Osterholm, however, identifies the source from which he contracted this growing contagion: Britain’s Imperial College of London, and its much-ballyhooed March 17 computer model of the likely course of COVID-19 under differing public health measures.
That Imperial College study argued what Osterholm wrote. (leave aside for the moment the fact that the Imperial College team under Prof. Neil Ferguson has just today “corrected” — actually completely changed — its model’s conclusions, for the third time.)
Osterholm gives the nature of the virus away in one key paragraph:
“We are in uncharted territory,” he wrote. “But the best alternative will probably entail letting those at low risk for serious disease continue to work, keep business and manufacturing operating, and run society, while at the same time advising higher-risk individuals to protect themselves through physical distancing and ramping up our health-care capacity as aggressively as possible. With this battle plan, we could gradually build up immunity without destroying the financial structure on which our lives are based}.” [Emphasis added]

The fact that Osterholm insists that the financial structure actually behind the threat to all of civilization must be saved, at great risk to humanity — accepting that it is “the structure on which are lives are based” — identifies the British origin of what he is arguing for.

More reason to immediately quarantine WallStreet and the City of London.
Meanwhile Mnuchin et. al. have $450 billion FED bailout secrecy package using the COVID narrative.

Reply to  bonbon
March 27, 2020 7:29 am

Well, “doomer”.

If we find ourselves ‘out’ of this predicament (flattened curve) in say 30 days (the use of Hydroxychloroquine OUGHT to be showing signs of efficacy by then), will you eat your hat?

Reply to  bonbon
March 29, 2020 7:00 pm

See press release:
Coronavirus cure: French researchers completed new additional study on 80 patients, results show a combination of Hydroxychloroquine and Azithromycin to be effective in treating COVID-19, March 27, 2020

Dudley Horscroft
March 28, 2020 10:45 pm

In Australia the latest info is that there have been 14 deaths out of 3809 confirmed cases. This is a mortality rate of .367. See:

for the latest Aust. Govt figures. Of interest is a graph showing both the cumulative numbers and the day to day additions. Unfortunately this is only up to date to 2359 on 27th, and warns that the most recent figures may be inaccurate due to delays in reporting, but even with the latest figures for the 24 hours to 0600 this morning, the new incidences appear to have plateaued at about 400 to 430 per day. If this is so, it indicates that soon new figures will show a drop as requiring the general population not to go out except for essential work and or shopping will mean that there will be few new infections.

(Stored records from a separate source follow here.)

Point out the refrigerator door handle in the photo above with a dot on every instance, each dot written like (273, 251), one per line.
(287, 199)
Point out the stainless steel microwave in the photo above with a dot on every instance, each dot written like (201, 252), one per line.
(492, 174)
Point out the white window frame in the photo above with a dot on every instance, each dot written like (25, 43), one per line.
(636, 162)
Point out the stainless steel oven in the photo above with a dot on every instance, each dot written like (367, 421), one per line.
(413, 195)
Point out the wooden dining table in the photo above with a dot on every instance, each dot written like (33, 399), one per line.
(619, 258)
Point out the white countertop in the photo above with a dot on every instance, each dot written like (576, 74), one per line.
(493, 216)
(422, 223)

Also of interest is the fact that about 2/3 of new infections recently have been due to Australians returning from infected areas. All Australians returning, no matter where from – have to go into hotels where they can be kept under guard and checked for a fortnight.

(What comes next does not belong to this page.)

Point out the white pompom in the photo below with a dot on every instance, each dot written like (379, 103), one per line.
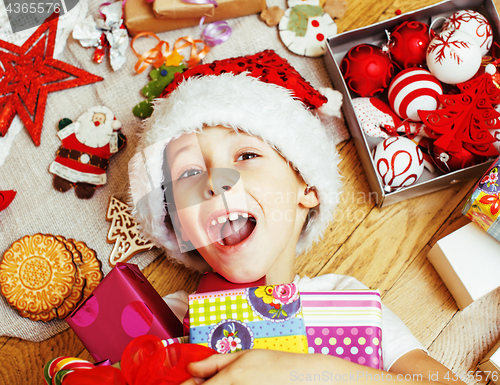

Re ICU beds, Australia had about 2200 prior to the epidemic. There have only been about 30 cases since the start of the epidemic where severely ill people have had to use these beds. (Number using these at any one time has varied between about 11 and 17.) No problem, as general use beds have been converted to ICU beds in case things get remarkably worse – we now have around 4000 potential ICU beds. In WA, mild cases of infection are now being treated in private hospitals, as the most important factor is lack of stress and isolation from other people. Public Hospitals can be a nightmare for the patients – as my wife found during her recovery from a stroke. Much better to keep Covid 19 patients out of public hospitals.